A program resistent to power/hardware/OS failures
Asked Answered
M

1

6

I need to write a program that performs a parallel search in a large space of possible states, with new areas being discovered (and their exploration started) in the process, and exploration of some areas being terminated early as intermediate results obtained elsewhere eliminate a possibility of discovering new useful results in them. The search is performed using multiple threads running in a heavy cooperation with each other to avoid recalculation of intermediate data.

A complex internal state (including call stacks of several threads and state synchronization primitives they use) has to be maintained and updated during the whole process, and there is no apparent way to split the computation into isolated chunks that can be executed sequentially, each saving and passing a small intermediate result to the next. Also, there is no way to split the computation into independent parallel threads not communicating with each other, without imposing a prohibitive overhead due to recalculation of large amount of intermediate data.
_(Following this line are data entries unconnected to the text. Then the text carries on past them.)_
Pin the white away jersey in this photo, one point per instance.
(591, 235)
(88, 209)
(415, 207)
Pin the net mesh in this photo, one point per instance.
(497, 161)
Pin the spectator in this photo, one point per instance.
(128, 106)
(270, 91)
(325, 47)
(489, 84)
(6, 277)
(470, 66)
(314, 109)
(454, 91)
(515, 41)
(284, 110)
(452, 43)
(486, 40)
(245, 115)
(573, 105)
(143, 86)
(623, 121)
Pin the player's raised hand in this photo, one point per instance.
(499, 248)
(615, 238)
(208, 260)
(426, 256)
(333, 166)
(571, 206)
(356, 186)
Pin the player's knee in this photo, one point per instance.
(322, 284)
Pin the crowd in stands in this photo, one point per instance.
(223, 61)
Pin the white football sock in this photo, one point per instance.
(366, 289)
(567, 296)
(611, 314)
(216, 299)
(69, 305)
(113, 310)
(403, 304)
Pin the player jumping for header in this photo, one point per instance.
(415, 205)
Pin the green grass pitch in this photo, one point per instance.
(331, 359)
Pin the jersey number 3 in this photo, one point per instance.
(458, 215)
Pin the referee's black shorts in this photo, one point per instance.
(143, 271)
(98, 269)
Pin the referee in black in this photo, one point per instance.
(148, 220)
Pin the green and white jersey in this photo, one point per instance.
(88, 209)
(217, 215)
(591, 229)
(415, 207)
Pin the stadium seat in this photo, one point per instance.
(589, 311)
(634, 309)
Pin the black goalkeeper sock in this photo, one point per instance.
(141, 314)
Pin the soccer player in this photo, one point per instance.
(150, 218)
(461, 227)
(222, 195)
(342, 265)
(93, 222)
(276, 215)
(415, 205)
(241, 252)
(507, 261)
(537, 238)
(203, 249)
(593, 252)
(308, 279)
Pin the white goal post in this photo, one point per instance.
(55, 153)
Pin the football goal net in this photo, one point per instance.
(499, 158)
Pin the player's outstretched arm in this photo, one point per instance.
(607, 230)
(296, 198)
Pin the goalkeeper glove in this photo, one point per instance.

Because of the large search domain, the program would possibly run for months before producing a final result. Hence, there is a significant risk of power, hardware or OS failure during the program execution that can lead to a complete loss of all work that has been done to the moment. In such a case the program will need to restart all its computations from scratch.

I need a solution that can prevent a complete data loss in such cases. I thought of an execution engine/platform that continuously saves the current state of the process to a failure-resistant storage like a redundant disk array or database. But I understand that this approach can significantly slow down the process, even to a degree when there would be no benefit compared to an expected computation time including restarts due to possible failures.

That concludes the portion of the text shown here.